I don’t know if this is exactly the same thing as a dominant eye test for a writer’s voice, but it’s still pretty good. Stefon Mears hit us with a neat little “Status Check” writing exercise a few weeks ago — as a general rule, I don’t like writing prompts in any format, but I liked what I got out of this one, and asked his permission to share it. Goes like this:

First, a writing prompt: someone was killed in this room on New Year’s Eve. Write about that for five minutes. Go!

Do not read further until you’ve finished writing.

Spoilers…

All done?

Seriously: Do the writing thing first, because reading the next part will permanently ruin the exercise for you. You get one shot at this. Don’t be lazy.

Really all done?

Okay.

Look over what you’ve written, not in terms of what story the exercise might produce but in terms of the writing choices you made:

  • Did you write about the killing itself, events leading up to it, or the aftermath?
  • Did you devote more focus to character or plot?
  • What kind of conflict did you choose? Did you include more than one?
  • Did you write more dialog or narrative?
  • Point of View – is it 1st person? 3rd? Close or distant? Omniscient, limited omniscient, subjective, objective? Does the viewpoint stay with one character or shift to others?

Those are only a few examples. You can examine the work in terms of any craft tool or story choice you want. The key is to notice those choices, and realize which were conscious and which were automatic.

Emphasis (and some paraphrasing) mine.

As I said in the first post, voice isn’t point of view choices, or tense, or a preferences toward dialogue over narrative — not exactly. But it might contain those things, because “Voice” is a terrible, sloppy, catch-all, nest-stealing bluejay kind of term that encompasses whatever we need it to encompass at that moment, and looking at the stuff we do when we’re writing instinctively can be helpful when we’re trying to figure out what our voice actually sounds like.

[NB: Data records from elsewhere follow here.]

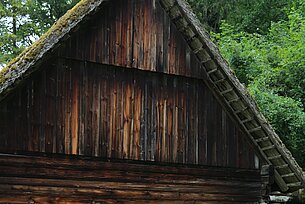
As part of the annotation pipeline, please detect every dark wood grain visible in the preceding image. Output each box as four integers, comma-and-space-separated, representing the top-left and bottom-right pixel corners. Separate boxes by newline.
0, 60, 256, 169
0, 153, 262, 203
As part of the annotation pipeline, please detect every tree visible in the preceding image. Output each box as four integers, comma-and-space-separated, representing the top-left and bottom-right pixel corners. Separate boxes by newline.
212, 4, 305, 168
0, 0, 31, 65
187, 0, 294, 34
0, 0, 79, 66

It’s not perfect and simple, the way that dominant eye test is, but it helps.

Stefon again:

Spontaneous writing under time pressure can give us a snapshot of where we are as writers, not in terms of development, but in terms of choices. Every writer develops habits, and while many habits may play to our strengths, they limit the scope of our options. As writers, we owe it to ourselves to discover our habits and choose which we keep.

Good stuff, and I want to thank Stefon again for letting me use the exercise to illustrate the idea of a “voice test”.

There is one problem, though.

It’s possible I’ve oversimplified.

The thing is, the dominant eye test and others things like it work better (especially with younger kids) if the subject doesn’t know why they’re doing it. Foreknowledge can lead to skewed results. This is quintuply true for any writing exercise like the one above: now that you know what you’re going to be looking for after you’re done, you’ve tainted the results; the whole point is to do it without thinking about the choices we’re making. (River warned us about spoilers.)

But this is not a complete loss.

Go back and pull out a bunch of different first drafts and look them over, asking the same questions as the exercise above, and you can start to see the recurring patterns.

Once you see those patterns, decide what bits you like and get better at them — work on it in your writing, pursue it in your reading, whatever.

Decide what bits you don’t like and… you know… stop doing that.

You can’t teach voice, I said, and I believe it. But you can find it, and you can train it, and I think maybe that’s how.